New €6.7 billion aid to Greece

On Monday, Greece’s creditors unblocked €6.7 billion in aid in an effort to end the bailout program next summer. Eurozone finance ministers reached the agreement after the Greek authorities successfully adopted reforms to help new businesses, limit strikes and to reorganize the energy market. €5.7 billion will be disbursed in February to help Greece repay its debt (€3.3bn) and its arrears (€1.5bn), as well as to create a ’cash buffer’ (€1.9bn) for the post-programme period.
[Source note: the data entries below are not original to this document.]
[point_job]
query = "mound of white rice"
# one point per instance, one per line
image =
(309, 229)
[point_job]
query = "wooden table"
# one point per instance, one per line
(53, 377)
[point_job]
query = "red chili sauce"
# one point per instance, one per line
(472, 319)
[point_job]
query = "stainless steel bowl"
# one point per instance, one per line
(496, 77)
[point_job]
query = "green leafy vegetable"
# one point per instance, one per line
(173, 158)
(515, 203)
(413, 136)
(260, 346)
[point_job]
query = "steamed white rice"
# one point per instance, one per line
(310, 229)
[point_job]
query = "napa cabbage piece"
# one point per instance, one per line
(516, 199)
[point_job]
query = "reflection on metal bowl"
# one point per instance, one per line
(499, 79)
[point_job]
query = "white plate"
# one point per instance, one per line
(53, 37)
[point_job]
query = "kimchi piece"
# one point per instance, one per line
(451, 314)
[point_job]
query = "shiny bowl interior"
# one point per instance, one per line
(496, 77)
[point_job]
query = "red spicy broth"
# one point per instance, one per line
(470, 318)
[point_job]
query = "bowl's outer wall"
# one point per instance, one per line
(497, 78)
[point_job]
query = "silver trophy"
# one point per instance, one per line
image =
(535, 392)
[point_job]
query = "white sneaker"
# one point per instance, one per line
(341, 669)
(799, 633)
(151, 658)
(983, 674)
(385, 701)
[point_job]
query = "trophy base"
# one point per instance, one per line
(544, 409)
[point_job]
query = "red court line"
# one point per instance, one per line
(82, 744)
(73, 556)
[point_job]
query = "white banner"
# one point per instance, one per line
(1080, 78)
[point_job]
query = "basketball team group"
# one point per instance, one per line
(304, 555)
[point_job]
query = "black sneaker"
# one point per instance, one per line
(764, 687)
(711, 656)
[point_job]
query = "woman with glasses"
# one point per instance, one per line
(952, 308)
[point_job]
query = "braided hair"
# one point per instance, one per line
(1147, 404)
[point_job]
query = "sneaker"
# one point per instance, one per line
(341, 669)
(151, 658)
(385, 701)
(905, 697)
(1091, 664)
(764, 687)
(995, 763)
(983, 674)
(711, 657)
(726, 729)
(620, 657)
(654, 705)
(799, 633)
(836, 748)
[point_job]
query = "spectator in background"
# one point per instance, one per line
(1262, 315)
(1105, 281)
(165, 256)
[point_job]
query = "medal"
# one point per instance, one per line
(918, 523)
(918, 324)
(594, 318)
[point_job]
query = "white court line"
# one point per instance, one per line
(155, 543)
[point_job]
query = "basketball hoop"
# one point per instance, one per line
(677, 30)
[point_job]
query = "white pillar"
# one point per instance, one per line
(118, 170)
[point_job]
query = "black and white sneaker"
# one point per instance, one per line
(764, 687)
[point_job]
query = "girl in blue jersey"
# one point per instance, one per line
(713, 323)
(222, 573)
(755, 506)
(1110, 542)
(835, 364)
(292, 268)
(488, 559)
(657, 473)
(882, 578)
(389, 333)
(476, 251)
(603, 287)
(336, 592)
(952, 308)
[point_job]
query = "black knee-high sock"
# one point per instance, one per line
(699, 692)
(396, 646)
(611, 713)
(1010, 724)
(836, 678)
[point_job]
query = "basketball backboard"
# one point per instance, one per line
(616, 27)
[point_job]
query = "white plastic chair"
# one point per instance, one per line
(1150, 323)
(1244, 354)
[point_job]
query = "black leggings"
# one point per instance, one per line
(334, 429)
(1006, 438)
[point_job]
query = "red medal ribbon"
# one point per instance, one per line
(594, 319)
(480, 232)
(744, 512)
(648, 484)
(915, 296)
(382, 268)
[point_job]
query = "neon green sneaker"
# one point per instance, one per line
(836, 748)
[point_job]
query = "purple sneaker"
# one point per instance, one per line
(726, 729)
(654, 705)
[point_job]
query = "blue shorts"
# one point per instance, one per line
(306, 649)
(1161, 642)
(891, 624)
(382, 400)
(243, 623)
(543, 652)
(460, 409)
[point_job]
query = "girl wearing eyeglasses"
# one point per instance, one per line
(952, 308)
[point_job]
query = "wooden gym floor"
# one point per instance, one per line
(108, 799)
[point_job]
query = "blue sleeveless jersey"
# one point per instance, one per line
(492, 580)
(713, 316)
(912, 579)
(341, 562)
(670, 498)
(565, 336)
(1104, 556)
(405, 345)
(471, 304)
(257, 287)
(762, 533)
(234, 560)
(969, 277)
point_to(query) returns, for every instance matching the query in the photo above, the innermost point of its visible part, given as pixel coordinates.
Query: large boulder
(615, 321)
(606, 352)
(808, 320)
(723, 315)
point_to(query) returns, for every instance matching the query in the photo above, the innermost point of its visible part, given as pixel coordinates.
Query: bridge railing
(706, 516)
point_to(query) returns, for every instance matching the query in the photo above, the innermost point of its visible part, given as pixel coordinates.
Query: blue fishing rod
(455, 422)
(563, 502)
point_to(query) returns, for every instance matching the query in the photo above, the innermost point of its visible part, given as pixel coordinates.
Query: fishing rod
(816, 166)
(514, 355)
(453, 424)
Scientists uncover a mummy related to Boris Johnson

The mummified body of a woman found in the Swiss city of Basel in 1975 has been identified as the great-great-great-great-great-great-great grandmother of U.K. Foreign Secretary Boris Johnson. Anna Catharina Bischoff, by her name, died in Basel in 1787 due to mercury poisoning, a common treatment for syphilis until the 19th century. Scientists compared her DNA with that of living descendants, revealing a 99.8% probability that the woman was from the same maternal line.

Zeman defeats pro-EU opponent for Czech Presidency

Incumbent Czech President Milos Zeman was re-elected with 51.37% of the votes, in an election that saw a turnout of almost 67%, defeating novice politician and vocal pro-EU candidate Jiri Drahos. Zeman has been in constant disagreement with the EU, refusing the migrant quotas or the sanctions against Russia. However, newly elected Czech PM Andrej Babis, recently charged with defrauding the EU, has reason to celebrate - Zeman promised to support Babis in forming his government.

Gianni Pittella to run for Italian Senate

The leader of the Socialists and Democrats in the EP, Gianni Pittella, announced on Saturday that he will be running in the Italian general elections at the invitation of former PM Matteo Renzi, leader of the Democratic Party. Pittella described his candidacy as “an act of duty and responsibility towards my party, towards Italy and towards Europe” meant to “prevent Italy from falling to right-wing, populist and xenophobic movements.”